The refrigerant fluids used in heat pumps have also been controversial. Refrigerants often leak out of systems and wind up, of course, in the atmosphere.  The common one used up till the eighties was Freon – phased out after it was discovered that it was destroying the ozone layer which screens solar radiation. Newer refrigerants don’t have this problem but are potent greenhouse gases – up to several thousand times more potent than the same amount of carbon dioxide. One of the more exciting technical developments lately is the use of carbon dioxide as a refrigerant in some high-tech equipment. It’s actually an even better refrigerant but requires higher pressure.  The important point, however, is to consider the impact of the use of fossil fuels.  Oil, coal and even ‘clean’ natural gas produce far more global warming that refrigerants, and a great deal of natural gas (with dozens of times more global warming potential) is leaked into the atmosphere, where it stays active for decades. Better to leave them in the ground.
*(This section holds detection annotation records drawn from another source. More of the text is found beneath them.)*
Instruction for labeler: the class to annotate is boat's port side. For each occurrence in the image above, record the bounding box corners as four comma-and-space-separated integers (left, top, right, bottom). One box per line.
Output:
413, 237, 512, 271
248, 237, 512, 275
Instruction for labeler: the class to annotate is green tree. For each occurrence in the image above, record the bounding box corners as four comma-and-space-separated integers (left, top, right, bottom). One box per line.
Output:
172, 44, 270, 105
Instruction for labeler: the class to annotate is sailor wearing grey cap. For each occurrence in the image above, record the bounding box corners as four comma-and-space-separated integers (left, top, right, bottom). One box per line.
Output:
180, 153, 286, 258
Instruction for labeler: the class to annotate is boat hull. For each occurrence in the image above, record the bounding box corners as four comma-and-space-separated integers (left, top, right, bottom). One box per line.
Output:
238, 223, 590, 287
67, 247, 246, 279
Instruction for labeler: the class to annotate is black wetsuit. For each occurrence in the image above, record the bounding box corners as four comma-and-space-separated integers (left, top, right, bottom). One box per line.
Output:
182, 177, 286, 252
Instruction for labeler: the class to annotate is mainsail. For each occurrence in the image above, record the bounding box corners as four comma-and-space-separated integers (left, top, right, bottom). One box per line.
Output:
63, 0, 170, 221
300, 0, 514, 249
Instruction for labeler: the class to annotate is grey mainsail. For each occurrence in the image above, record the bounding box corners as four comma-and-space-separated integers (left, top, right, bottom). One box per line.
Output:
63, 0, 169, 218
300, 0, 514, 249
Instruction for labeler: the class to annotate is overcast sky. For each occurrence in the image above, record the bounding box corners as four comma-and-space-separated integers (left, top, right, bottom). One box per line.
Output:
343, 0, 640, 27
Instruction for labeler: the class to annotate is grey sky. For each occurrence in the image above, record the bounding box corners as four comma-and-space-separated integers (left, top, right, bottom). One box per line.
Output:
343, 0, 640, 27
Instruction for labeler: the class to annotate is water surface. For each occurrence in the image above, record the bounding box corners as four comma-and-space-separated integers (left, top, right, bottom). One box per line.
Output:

Another reason heat pumps for space heating are taking off is that there are a variety of small, flexible systems which are good for ultra-insulated, well-sealed homes – a trend which becoming more common. You can’t get gas fired equipment that produce as little heat and cool as these homes need. The air handers can serve miniature duct systems, or be wall mounted, or ceiling mounted, or a combination, all served by one outside condenser unit.

Controls for these systems can be a bit cranky. The manufacturers apparently don’t like them to be tinkered with and don’t make it easy. There are some third-party thermostats which make them behave, however, like the Ecobee and Nest. And some installers have learned how to hack the controls or the control wiring.

One of the takeaways I got from a recent PG&E symposium on heat pumps was that heat pump water heaters work more efficiently when the incoming water is cold. They also need to have the water in the tank highly stratified, i.e., with a big temperature difference between the water at the top and the water at the bottom. A 50-gallon tank won’t have 50 gallons of hot water, therefore, but as long as the hot water production rate exceeds the usage, you’ll never run out.

Some research suggests the heat pump water heating systems combine the heat pump with solar thermal heating. And of course, a solar PV panel to run heat pumps makes even more sense, then you avoid to a large extent the fossil fuel burning that your electric vendor uses to make the power. Heat and light from the sun powering your lifestyle – that’s the sweet spot we want to promote.

Special thanks to the PG&E Energy Center, Dan Perunko and Rick Chitwood. More about our system design for Pacifica to follow!

2 Responses

  1. Hmm. Wondering about the need for highly stratified temperatures in a heat pump water heater. It would be “more” efficient of course, but is the loss in efficiency important if the difference is the result of solar hot water coming in at zero energy cost? I think not, but don’t have the calculations to prove it but a graph on the linked page suggests solar preheating is worth it. We have had a heat pump water heater for many years and have been very happy with it. Eventually we do run out of hot water if everyone wants to take a shower back to back and then we throw a load of laundry on top of that, but it never really gets cold either. Just sort of tepid. My memory from having a gas fired water heater is when the tank is out, its really cold. . . You might find this page interesting. https://www.onecommunityglobal.org/sustainable-water-heating/

  2. Robert Boles
    | Reply

    Dear Barbara and Gregory,
    My information about stratification comes from Dan Perenko of Balance Point Home Performance (www.builditzero.com), who taught the class at the PG&E Pacific Energy Center that I went to. I’m not crystal clear on the science, but I think it relates to temperature transfer being better with a higher delta T between the cold input and the hot output. Dan also noted the idea that heat pump water heaters worked better if the water source was cold, presumably for the same reason. I’m not sure this makes sense — I can see they might be more efficient but then you’re having to make up a higher temperature difference. Thanks for the intelligent questioning!